Problem 2: Serialization Without Reflection
CoreBus settings and presets are stored in JSON files using System.Text.Json. The standard serialization methods are marked with RequiresUnreferencedCode and RequiresDynamicCode attributes, triggering IL2026 and IL3050 warnings during Native AOT builds.
The solution is to use source-generated JSON serializers via JsonSerializerContext. Here's an example of a proper implementation:
var options = new JsonSerializerOptions
{
WriteIndented = true,
Encoder = JavaScriptEncoder.UnsafeRelaxedJsonEscaping,
TypeInfoResolver = SerializerContext.Default
};
using var stream = new FileStream(correctFilePath, FileMode.Open);
var jsonTypeInfo = options.TypeInfoResolver.GetTypeInfo(typeof(T), options);
if (jsonTypeInfo == null)
{
throw new Exception($"Not succeeded nayti type {typeof(T)} in obyavlenii konteksta serializatsii.");
}
JsonSerializer.Serialize(stream, data, jsonTypeInfo);
For deserialization, use a similar approach:
var data = (T?)JsonSerializer.Deserialize(stream, typeof(T), SerializerContext.Default);
This completely avoids reflection and ensures compatibility with trimming and AOT.

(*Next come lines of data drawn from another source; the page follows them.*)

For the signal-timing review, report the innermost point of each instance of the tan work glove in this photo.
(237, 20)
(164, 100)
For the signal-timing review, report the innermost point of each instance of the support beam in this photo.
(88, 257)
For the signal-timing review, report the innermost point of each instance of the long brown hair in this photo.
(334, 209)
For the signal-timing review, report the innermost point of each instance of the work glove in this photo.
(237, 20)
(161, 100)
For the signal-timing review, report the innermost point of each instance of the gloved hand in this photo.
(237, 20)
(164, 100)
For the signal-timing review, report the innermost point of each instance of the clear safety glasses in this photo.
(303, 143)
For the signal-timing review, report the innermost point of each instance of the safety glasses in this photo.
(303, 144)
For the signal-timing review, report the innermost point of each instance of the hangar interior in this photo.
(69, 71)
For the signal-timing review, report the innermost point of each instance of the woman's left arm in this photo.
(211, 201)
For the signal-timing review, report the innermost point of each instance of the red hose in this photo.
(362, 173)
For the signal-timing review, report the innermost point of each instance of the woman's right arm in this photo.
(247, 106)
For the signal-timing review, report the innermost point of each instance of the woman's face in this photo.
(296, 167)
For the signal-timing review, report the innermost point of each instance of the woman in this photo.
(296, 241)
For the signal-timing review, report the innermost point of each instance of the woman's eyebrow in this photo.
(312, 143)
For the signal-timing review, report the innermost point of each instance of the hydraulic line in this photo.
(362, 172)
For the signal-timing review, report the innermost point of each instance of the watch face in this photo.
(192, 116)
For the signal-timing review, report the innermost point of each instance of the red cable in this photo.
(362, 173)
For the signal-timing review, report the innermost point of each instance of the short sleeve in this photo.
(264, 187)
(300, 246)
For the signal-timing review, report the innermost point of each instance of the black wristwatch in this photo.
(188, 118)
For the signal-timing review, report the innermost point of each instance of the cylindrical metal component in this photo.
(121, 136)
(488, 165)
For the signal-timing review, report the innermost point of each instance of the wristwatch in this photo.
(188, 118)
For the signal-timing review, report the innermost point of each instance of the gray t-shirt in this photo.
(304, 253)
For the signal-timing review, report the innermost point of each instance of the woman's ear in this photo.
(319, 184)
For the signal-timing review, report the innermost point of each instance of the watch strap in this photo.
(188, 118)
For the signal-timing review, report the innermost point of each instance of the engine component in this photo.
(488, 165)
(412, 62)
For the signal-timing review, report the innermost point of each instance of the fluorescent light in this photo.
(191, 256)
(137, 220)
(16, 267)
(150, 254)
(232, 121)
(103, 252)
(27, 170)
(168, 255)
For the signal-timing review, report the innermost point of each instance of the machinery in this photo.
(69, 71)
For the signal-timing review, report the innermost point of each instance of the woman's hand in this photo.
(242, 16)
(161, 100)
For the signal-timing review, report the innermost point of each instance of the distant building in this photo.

Problem 3: Cross-Platform Builds
Native AOT requires native compilation for the target OS and architecture. The Linux kernel version and glibc are critical for compatibility:
- Builds on Ubuntu 24.10 (kernel 6.11) wouldn't run on Astra Linux CE (kernel 5.15).
- Builds on Ubuntu 18.04 (glibc 2.27) failed on Astra Linux CE (glibc 2.24) due to lack of backward compatibility in the C library.
Final strategy:
- Windows: Build on Windows 11, test on Windows 7/10—successful compatibility.
- Linux: Build directly on Astra Linux CE with kernel 5.4 and glibc 2.24.
This maximizes portability but complicates the CI/CD process.
Problem 4: Trimming and Dependent Assemblies
Trimming (removing unused code) delivers the biggest savings only in the main executable project. Auxiliary libraries yield less than 300 KB total savings.
However, aggressive trimming can strip essential Avalonia resources, especially styles. It's recommended to explicitly exclude themes from trimming:
<ItemGroup>
<TrimmerRootAssembly Include="Avalonia.Themes.Fluent" />
</ItemGroup>
While this might not be necessary in Avalonia 11.3.x, it's best to keep the setting as a safeguard.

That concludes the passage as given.